5. O SIGNIFICADO DA FAMÍLIA
Jornalistas acreditados junto da Santa Sé notaram-no desde os primeiros dias do seu pontificado e repararam que ele usava sempre o mesmo relógio. Curiosos, eles verificaram com o seu biógrafo que era um relógio que pertenceu a Maria Ratzinger, a amada irmã do Papa, que morreu em 1991. Maria era a mais velha dos irmãos Ratzinger. Desde criança, ela cuidou muito bem do seu irmão mais novo, e quando ele foi nomeado Cardeal, ela tornou-se a sua governanta na Cúria. A 2 de Novembro de 1991, no seu gesto habitual de visitar o túmulo dos seus pais, ela morreu inesperadamente. Desde então, como gesto de recordação e amor pela sua irmã, Bento XVI leva consigo o seu relógio a todo o momento.
6. AMIZADE ESPIRITUAL
Sabendo que o seu irmão Georg Ratzinger estava a viver os seus últimos dias, Bento XVI fez-lhe uma última visita de 18 a 22 de Junho de 2020. No dia 19 de Junho, na solenidade do Sagrado Coração de Jesus, os dois irmãos celebraram juntos a Missa na casa do irmão. Este morreu alguns dias mais tarde e foi enterrado a 8 de Julho em Regensburg, Alemanha. Embora Bento XVI não tenha podido participar do funeral, a sua proximidade com o seu irmão mais velho - com três anos de diferença - não foi posta em dúvida. Os dois irmãos, ordenados sacerdotes no mesmo dia, 29 de Junho de 1951, permaneceram muito próximos ao longo das suas vidas.
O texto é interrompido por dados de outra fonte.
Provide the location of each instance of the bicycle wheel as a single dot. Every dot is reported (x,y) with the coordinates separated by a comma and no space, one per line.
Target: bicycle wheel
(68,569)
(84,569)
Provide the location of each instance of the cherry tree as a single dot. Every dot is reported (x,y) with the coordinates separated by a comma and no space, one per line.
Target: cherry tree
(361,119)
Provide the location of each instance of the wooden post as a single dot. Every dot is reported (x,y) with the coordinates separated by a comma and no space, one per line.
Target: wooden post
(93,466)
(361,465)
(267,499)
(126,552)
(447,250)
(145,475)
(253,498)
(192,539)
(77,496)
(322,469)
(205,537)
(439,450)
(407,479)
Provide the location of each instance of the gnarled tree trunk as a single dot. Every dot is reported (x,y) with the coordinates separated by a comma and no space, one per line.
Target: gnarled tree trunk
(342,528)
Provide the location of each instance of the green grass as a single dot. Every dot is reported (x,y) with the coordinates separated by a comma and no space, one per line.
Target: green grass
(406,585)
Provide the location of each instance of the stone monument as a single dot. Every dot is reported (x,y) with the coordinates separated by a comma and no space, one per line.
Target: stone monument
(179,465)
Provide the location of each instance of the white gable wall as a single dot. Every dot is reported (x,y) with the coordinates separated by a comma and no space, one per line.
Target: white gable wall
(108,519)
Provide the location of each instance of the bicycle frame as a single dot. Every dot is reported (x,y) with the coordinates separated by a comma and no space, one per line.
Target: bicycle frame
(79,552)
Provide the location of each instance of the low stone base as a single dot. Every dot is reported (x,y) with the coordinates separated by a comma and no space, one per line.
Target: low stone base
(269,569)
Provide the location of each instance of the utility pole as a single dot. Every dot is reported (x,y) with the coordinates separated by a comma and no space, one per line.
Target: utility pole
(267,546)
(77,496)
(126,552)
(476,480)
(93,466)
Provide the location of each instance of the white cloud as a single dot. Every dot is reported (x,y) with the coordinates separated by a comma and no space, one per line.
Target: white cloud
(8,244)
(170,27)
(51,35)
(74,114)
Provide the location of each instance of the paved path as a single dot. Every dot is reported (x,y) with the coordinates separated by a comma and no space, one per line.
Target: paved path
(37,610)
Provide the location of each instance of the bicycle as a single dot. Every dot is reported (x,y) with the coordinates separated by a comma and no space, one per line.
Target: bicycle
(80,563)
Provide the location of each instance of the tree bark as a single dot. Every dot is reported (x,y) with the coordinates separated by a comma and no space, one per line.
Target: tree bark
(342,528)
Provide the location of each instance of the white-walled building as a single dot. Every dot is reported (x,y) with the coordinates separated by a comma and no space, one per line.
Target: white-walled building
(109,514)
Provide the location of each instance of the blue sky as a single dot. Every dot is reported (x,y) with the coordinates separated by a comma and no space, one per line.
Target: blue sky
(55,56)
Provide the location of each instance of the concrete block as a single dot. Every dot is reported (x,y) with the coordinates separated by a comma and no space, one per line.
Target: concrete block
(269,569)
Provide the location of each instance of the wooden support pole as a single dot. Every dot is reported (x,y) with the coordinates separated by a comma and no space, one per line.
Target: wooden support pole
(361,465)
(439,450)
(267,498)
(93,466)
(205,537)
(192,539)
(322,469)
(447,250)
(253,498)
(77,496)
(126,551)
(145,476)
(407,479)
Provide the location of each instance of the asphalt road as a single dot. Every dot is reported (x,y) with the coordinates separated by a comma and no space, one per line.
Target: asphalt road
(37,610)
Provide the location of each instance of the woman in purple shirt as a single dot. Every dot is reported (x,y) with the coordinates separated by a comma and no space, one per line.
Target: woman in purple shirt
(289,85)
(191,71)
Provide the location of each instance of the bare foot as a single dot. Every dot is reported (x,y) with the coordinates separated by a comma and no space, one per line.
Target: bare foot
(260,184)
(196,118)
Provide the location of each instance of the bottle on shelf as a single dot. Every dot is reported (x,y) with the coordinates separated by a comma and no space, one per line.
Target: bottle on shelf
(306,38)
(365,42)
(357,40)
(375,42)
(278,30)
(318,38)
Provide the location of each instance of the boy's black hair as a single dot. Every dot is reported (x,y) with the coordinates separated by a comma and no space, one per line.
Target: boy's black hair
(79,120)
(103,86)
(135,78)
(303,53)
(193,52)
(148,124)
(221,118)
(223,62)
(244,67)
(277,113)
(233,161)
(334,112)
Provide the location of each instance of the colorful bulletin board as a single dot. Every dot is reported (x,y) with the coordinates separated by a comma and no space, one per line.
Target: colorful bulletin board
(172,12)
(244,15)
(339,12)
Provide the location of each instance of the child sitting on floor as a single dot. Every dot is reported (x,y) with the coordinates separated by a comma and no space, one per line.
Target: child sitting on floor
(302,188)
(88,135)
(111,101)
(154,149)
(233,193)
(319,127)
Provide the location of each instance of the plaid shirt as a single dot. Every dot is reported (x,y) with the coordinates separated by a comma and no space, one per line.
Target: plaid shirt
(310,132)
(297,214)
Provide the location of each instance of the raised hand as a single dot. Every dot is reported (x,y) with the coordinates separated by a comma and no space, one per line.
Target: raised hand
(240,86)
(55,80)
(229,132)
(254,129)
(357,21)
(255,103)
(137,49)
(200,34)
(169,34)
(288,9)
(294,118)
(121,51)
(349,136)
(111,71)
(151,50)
Como o atual Arcebispo de Regensburg, Rudolf Voderholzer, recordou, os dois irmãos viram-se nove vezes nos poucos dias que passaram juntos. "Havia poucas palavras, muitos gestos de ternura e sobretudo orações ditas em conjunto", disse ele à imprensa alemã.
7. SENSIBILIDADE ARTÍSTICA
O piano sempre foi o passatempo preferido de Bento XVI. O Pontífice gosta particularmente de tocar Mozart. "Um carinho especial liga-me a este músico supremo. Sempre que ouço a sua música, não posso deixar de me lembrar da minha igreja paroquial, quando criança, em dias de festa, a sua Missa ressoava: senti no meu coração que um raio de beleza do Céu me tinha alcançado, e sinto sempre essa sensação", declarou a 7 de Setembro de 2010 por ocasião de um concerto dado em sua honra em Castel Gandolfo. Bento XVI também gosta de tocar outras peças, como em Les Combes, na região norte do Vale de Aosta, a 16 de Julho de 2006, durante as suas férias de Verão, onde até improvisou jazz.
8. HUMILDADE
A 11 de Fevereiro de 2013, num movimento praticamente sem precedentes na história, Bento XVI surpreendeu o mundo inteiro ao anunciar a sua renúncia à cátedra de Pedro. Em total liberdade, decidiu terminar o seu pontificado, enquanto que até então isso tinha se dado com a morte do Papa. Um acontecimento histórico que deixou muitas perguntas. "Demasiado cansado, por isso deixei o ministério petrino", respondeu ele numa entrevista ao La Repubblica três anos mais tarde, na quarta-feira 24 de Agosto de 2016. Obviamente era o envelhecimento: "Em 2013, haveria muitos compromissos, incluindo a JMJ no Rio de Janeiro, que eu já não pensava poder cumprir", acrescentou, explicando que a sua renúncia era apenas um gesto de humildade e responsabilidade.
9. SIMPLICIDADE
Tal como a sua partida após renunciar à cátedra de Pedro a 28 de Fevereiro de 2013, o seu aniversário não é objeto de qualquer cerimónia. Janta, cumprimenta o pessoal de serviço da maneira mais normal e depois retira-se para a capela para rezar - a sua simplicidade é visível em todas as situações. A única exceção foi no seu 90º aniversário, a 17 de Abril de 2017, quando celebrou com um pequeno círculo de amigos, incluindo o seu irmão Georg, tomando uma cerveja. "Estou consciente dos limites da minha pessoa e das minhas capacidades", disse ele no primeiro dia do seu pontificado, acrescentando que queria cumprir a sua missão "com a ajuda da Igreja e do povo".
10. DISCRIÇÃO
"A sua forma de viver os seus últimos anos corresponde ao que tinha anunciado: desde a sua renúncia, Bento XVI tem vivido o seu serviço de acompanhamento da vida da Igreja e de solidariedade com o seu sucessor em oração e com extrema discrição". Isto foi declarado pelo Padre Lombardi Federico, o seu antigo porta-voz, numa entrevista à Rádio Vaticano em 2017. Bento XVI leva uma vida monástica e nunca deixa o Vaticano. A única excepção (para além de uma visita ao seu irmão doente na Alemanha) foi uma viagem a Castel Gandolfo, a residência papal de Verão, a 25 de Julho de 2019, onde rezou o terço nos caminhos dos seus jardins.